How has Rishi Sunak’s spring statement landed with Tory MPs? While there were a number of helpful questions from Tory backbenchers in the Commons’ debate this afternoon, a more accurate indicator is tonight’s meeting of the 1922’committee of Conservative backbenchers. The Chancellor addressed around 50 MPs this evening (the one-line whip meant that attendance was lower than normal) where he said his spring statement presented a ‘clear Conservative plan’ that puts the party ‘on the side of hard working British people’.

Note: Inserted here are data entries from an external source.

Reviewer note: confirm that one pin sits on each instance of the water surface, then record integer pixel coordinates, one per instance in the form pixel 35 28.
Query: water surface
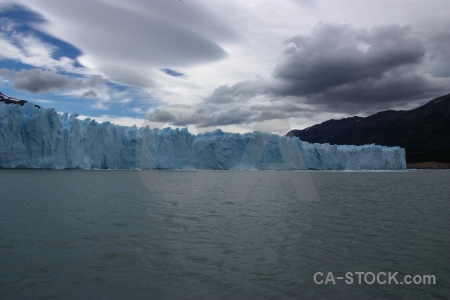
pixel 79 234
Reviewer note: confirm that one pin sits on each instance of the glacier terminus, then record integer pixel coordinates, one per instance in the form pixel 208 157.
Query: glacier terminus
pixel 32 137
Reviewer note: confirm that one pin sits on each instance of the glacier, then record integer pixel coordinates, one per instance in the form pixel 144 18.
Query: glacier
pixel 32 137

He repeated his comments in the Chamber on tax – heralding his pledge to cut income tax by 2024 as the first income tax cut in 16 years. As for that Tory plan, Sunak said it meant making choices such as his commitment to ‘put tax cuts above more public spending’:
We cannot do everything. We must decide who we are and what we are about. I choose lower taxes, stronger communities and a smaller state. Today was a Conservative day because of those choices.
In terms of the reaction in the room, Tory grandees on the right of the party joked that Sunak had reaffirmed their faith in him as a tax-cutting chancellor. Meanwhile, while Sunak did not listen to demands from MPs to axe the loathed national insurance hike, his decision to raise the threshold at which it is paid was welcomed by red wall MPs from the 2019 intake.